In der Vergangenheit machte laut CNN der Sprecher des Weißen Hauses, Jay Carney, noch deutlich, dass man Irans Marine-Drohungen abwies, man könne die Aussagen nicht ernst nehmen. Der Pentagon-Sprecher George Little (zuvor CIA) meinte in 2011, Iran habe das Recht Schiffe in internationale Gewässer zu schicken - es sei jedoch eine andere Frage, ob man so etwas wie ein Projekt der "Seemacht" (u.a. durch Iran) anstrebe. Little meinte diesbezüglich, es sei etwas anderes, was gesagt wird, als das, was auch letztlich getan wird (mit Blick auf Irans Drohungen der Entsendung von Schiffen in den Atlantik).

Richard Herrmann , Direktor des Center for International Mershon Security Studies an der Ohio State University, meinte zur damaligen Zeit, die iranische Marine sei viel zu klein und das Militär hätte ein zu kleines Budget um längere Aktionen vor der US-Küste schieben zu können. Michael Connell (Iranian studies program at CNA) meinte, Irans Marine sei nicht dazu in der Lage unsere (USA) Küste zu erreichen, die iranische Ankündigung von 2011 wäre eine "bombastische Rhetorik". Das "Gehabe" des Irans sei eher für das eigene Publikum gedacht (mehr hier). Kritische Stimmen meinten damals, man müsse "das Gesamtbild" sehen, also die "Power" zusammengenommen von mehreren Ländern, welche potenziell "aktiv werden könnten".

Allgemeiner Anhang:

Der illustre Hans J. Morgenthau (ein US-amerikanischer Politikwissenschaftler und Jurist deutsch-jüdischer Abstammung) meinte vor geraumer Zeit noch: "Aberglaube beherrscht noch immer unsere Beziehungen innerhalb der Gesellschaft. Das dämonologische Denk- und Handlungsmuster wurde nunmehr auf andere Felder menschlichen Handelns übertragen, die jener Art von rationeller Nachforschung und Handlung verschlossen sind, welche den Aberglauben aus unseren Beziehungen mit der Natur vertrieben hat. Wie es William Graham Summer sagte, "Die Menge an Aberglauben hat sich nicht sehr verändert, berührt jetzt aber die Politik, nicht die Religion." Das wiederholte Scheitern der Vereinigten Staaten, den polyzentrischen Charakter des Kommunismus zu erkennen und zu erwidern, ist das beste Beispiel für diesen Mangel. [...] Die amerikanischen Strategien in Asien und Lateinamerika stammen von dieser simplifizierenden Position. Der Vietnamkrieg und unsere Unfähigkeit, uns mit Festlandchina zu arrangieren, finden hier ihre Begründung".

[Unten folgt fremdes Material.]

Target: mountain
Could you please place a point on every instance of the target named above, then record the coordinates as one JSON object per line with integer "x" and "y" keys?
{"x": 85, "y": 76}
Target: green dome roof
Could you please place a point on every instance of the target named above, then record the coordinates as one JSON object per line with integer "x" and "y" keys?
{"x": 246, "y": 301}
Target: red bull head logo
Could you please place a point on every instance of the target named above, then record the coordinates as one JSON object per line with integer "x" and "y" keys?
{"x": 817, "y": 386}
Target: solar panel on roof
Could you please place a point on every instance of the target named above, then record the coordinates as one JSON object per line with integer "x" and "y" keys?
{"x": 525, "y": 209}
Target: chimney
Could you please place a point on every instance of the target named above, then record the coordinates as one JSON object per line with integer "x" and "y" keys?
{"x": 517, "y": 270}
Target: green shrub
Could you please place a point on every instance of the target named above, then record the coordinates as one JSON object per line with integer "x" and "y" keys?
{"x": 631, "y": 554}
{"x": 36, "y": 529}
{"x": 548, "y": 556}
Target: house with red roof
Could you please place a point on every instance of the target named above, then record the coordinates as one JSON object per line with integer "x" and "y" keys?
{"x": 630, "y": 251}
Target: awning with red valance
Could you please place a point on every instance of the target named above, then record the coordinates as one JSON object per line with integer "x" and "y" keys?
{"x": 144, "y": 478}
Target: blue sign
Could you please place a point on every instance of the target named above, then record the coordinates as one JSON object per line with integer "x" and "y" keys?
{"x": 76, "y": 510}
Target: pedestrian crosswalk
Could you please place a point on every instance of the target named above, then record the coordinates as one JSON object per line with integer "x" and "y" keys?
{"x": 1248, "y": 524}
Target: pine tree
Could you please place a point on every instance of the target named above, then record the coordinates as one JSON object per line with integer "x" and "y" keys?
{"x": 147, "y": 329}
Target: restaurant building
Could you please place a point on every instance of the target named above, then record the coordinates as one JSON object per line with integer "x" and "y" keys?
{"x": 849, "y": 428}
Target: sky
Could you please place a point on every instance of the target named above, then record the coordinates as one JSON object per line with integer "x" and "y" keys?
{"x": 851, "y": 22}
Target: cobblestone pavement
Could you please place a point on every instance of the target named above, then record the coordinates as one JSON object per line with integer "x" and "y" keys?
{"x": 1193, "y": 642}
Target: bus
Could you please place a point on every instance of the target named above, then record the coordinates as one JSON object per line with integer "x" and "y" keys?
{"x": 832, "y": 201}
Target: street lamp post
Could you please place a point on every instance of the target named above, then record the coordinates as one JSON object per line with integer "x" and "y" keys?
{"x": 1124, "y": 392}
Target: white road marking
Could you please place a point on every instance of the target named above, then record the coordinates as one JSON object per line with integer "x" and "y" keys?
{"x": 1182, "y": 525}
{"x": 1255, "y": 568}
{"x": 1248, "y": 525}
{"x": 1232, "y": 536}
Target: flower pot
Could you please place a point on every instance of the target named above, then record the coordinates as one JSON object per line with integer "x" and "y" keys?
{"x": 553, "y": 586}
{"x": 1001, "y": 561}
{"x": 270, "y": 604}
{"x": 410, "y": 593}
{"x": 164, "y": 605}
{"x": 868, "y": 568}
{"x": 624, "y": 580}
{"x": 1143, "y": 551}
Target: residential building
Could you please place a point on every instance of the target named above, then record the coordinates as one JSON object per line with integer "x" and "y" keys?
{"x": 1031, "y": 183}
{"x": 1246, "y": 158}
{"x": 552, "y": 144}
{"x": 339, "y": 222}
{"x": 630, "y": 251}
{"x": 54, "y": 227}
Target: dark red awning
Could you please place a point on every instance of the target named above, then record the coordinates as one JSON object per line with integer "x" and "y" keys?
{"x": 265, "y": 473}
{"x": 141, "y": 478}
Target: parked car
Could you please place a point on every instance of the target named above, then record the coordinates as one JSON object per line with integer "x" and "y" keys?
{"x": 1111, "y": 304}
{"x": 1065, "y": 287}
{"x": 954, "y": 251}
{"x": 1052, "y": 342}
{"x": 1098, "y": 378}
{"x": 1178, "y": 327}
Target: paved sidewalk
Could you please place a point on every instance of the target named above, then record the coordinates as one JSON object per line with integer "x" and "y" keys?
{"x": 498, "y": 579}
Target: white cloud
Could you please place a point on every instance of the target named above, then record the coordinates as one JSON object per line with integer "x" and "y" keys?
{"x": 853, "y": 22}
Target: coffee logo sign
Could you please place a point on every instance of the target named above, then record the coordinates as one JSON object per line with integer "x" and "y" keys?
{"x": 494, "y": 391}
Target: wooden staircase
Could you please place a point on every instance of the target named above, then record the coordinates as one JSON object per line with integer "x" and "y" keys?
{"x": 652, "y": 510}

Bei einem Treffen der sogenannten "BRICS-Staaten" (wie oben angemerkt aktuell: Brasilien, Russland, Indien, China und Südafrika) in Neu-Delhi im März des Jahres 2012 verlautbarte der südafrikanische Handelsminister Rob Davies, die BRICS fühlten sich zwar an die Sanktionen des UN-Sicherheitsrats gebunden, "aber wenn es Sanktionen gibt, die einseitig von anderen Ländern verhängt wurden, sollten diese für uns nicht zwingend gelten".

Gleichzeitig warnte er davor, eine Reduzierung iranischer Ölexporte könne zu Versorgungsengpässen führen. In der Publikation "Iran versus USA: Geburtswehen einer neuen Weltordnung" meinten die Autoren, die Russische Außenpolitik sei ein "Gradmesser einer neuen Weltordnung". Während der forcierte Aufstieg Chinas und Indiens intensiv beobachtet wird, findet ein weiteres "BRICS-Land" oft weniger Beachtung, wenn es um die Verschiebungen der globalen Machtbalance geht - gemeint war Russland.